Pour mettre les mots en bouche de ce poète prolifique, c’est sur le comédien Martin Dubreuil que Giroux s’est arrêté. Pour incarner Dyane, l’amoureuse qui a été importante dans la vie de Boisvert, c’est Céline Bonnier qui a décroché ce rôle. Finalement, il y a Henri Picard, jouant le fis de Dyane. Le duo Dubreuil/Bonnier se marie à merveille. La chimie fonctionne à l’écran et le couple est inspirant. Henri Picard quant à lui, est tout à fait convaincant, dans le rôle de ce jeune adolescent, influencé par Boisvert, qui découvrira son intérêt pour l’art visuel. Sa complicité avec Dubreuil est aussi charmante. Finalement, Martin Dubreuil est probablement le meilleur choix d’acteur que le cinéaste pouvait faire. Dubreuil, sous ses traits de mauvais garçon, devient, le temps d’un film, Yves Boisvert, ce poète bohème.

Le cinéaste aurait pu créer un biopic classique, suivant les traces de ce personnage, du début à la fin de sa vie, mais au contraire, il a plutôt opté de concentrer son récit sur un moment précis de sa carrière, celle de la création de son célèbre Les Chaouins, premier recueil de la trilogie Cultures périphériques. Même si Les Chaouins a été publié vers la fin des années 90, Giroux place son film à notre époque, dans un univers contemporain, donnant lieux à des scènes loufoques, comme celle où le poète écoute sa musique sur son vieux baladeur, aux côtés du jeune sur son cellulaire. Car il faut le préciser, Boisvert était avant tout un homme libre, affranchi de la société et de ses progrès technologiques, refusant d’entrer dans le moule, allant même jusqu’à contester de subvenir à un loyer, préférant crécher chez qui voulait bien l’accueillir. C’était aussi un poète qui avait pour muses l’alcool et la cigarette, c’est d’ailleurs sans grande surprise que le cancer du poumon l’a emporté en 2012, à l’âge de 62 ans. Tout ceci est non seulement bien reflété dans le long-métrage, mais il y a des scènes criantes de symboliques, comme celle de ce chien, enchaîné par sa niche et la traînant avec lui sans cesse. Il y a aussi ces nombreux plans-séquences, qui ajoutent à la beauté de ce film. Certains habitués des soirées de poésie seront ravis de voir à l’écran des visages connus, comme Elkahna Talbi, mieux connue sous le nom de scène de Queen Ka. Cela fait du bien d’ailleurs, d’entendre de la poésie contemporaine au cinéma. Inspiré par la vie de Boisvert, le cinéaste a créé un film poétique où le tout atteint son paroxysme dans la toute dernière scène du film, assistant à un film dans un film.
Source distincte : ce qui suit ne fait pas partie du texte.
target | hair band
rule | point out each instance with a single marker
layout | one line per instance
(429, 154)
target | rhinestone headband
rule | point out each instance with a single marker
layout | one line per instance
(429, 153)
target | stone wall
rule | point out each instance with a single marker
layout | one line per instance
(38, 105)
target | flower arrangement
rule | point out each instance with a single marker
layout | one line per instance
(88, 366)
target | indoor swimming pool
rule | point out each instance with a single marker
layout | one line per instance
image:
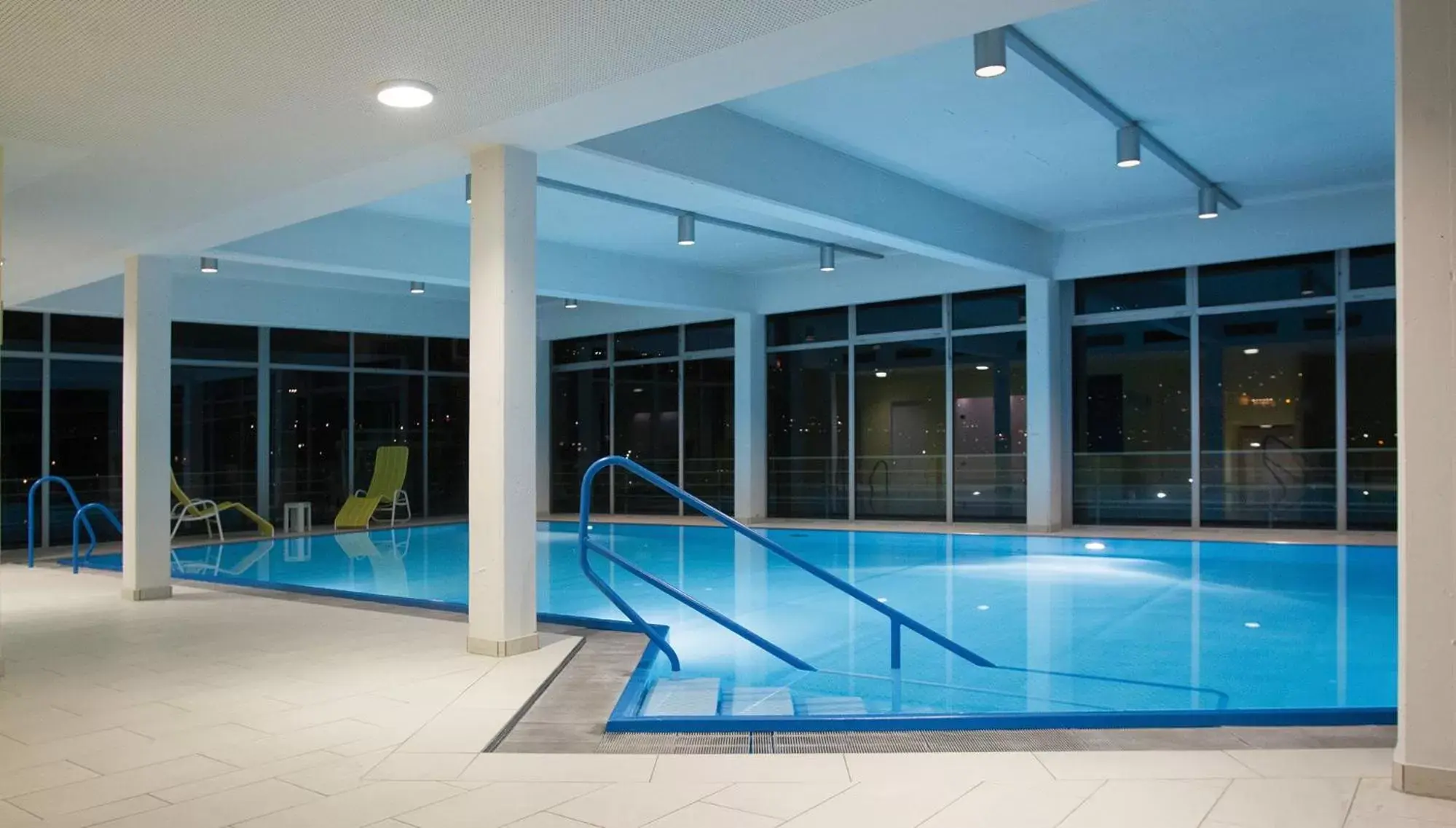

À la sortie du visionnement, on a le goût de deux choses, soit toute sacrer là et de s’empresser d’aller découvrir l’œuvre d’Yves Boisvert. Le cinéma québécois étant parfois boudé par certains spectateurs, je les inviterais à s’aventurer devant une histoire sans grands effets spéciaux, mais d’une poésie enivrante, encourageant du même coup le premier film d’un réalisateur à l’avenir prometteur. Nous pourrons ainsi empêcher que ça ne devienne pas À tous ceux qui ne me regardent pas.